Norma S. Spencer, 90, of Ruther Glen died peacefully in her sleep, surrounded by her loving family, in a private nursing home in Glen Allen, on Christmas Day, Dec. 25, 2012.

She is survived by her husband of 58 years, Dr. Frederick J. Spencer; her daughter, Gillian Spencer of Baltimore; her son, Tony and his wife, Danielle, of Ruther Glen; her sister, Jorie Wetchler, of Chicago; and four grandchildren, Lauren Spencer Meyer, Nicholas Spencer Meyer, Josie Spencer, and Charlie Spencer.

She was preceded in death by her parents, Joseph and Della Spector of Indiana Harbor, Ind.; and her sister, Julia Phillips of New York City.

Born in Chicago in 1922, Mrs. Spencer was a brilliant student who won a full academic scholarship to Purdue University, where she graduated in the first class of the engineering school to include women. After the attack on Pearl Harbor, she enlisted in the first cadre of the Women's Army Air Corps; in addition to serving as her company's bugler, she finished at the top of her class in flight control and eventually became the trick chief in charge of the flight tower at Truax Army Airfield in Wisconsin.

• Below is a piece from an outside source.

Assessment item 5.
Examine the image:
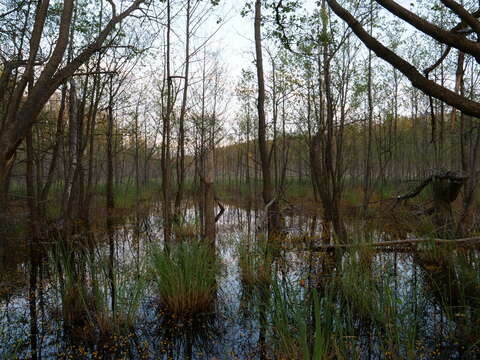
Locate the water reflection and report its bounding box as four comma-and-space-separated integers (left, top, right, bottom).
0, 206, 480, 359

Following her honorable discharge with the rank of technical sergeant, Mrs. Spencer lived in San Francisco, where she joined in the celebration of V-J Day and worked first as a statistical draftsperson for the Oakland Dry Dock and later as a statistical analyst for the Federal Reserve Bank. While in San Francisco, she took up acting and appeared in a play with Orson Welles.

In 1947, Mrs. Spencer moved to New York City, where she became one of the first women to trade on the New York and American stock exchanges. During the seven years she lived in New York, she worked also as a fashion model and as an operative for a private eye agency. With other veterans, she organized protests against racial discrimination in the city's subsidized housing.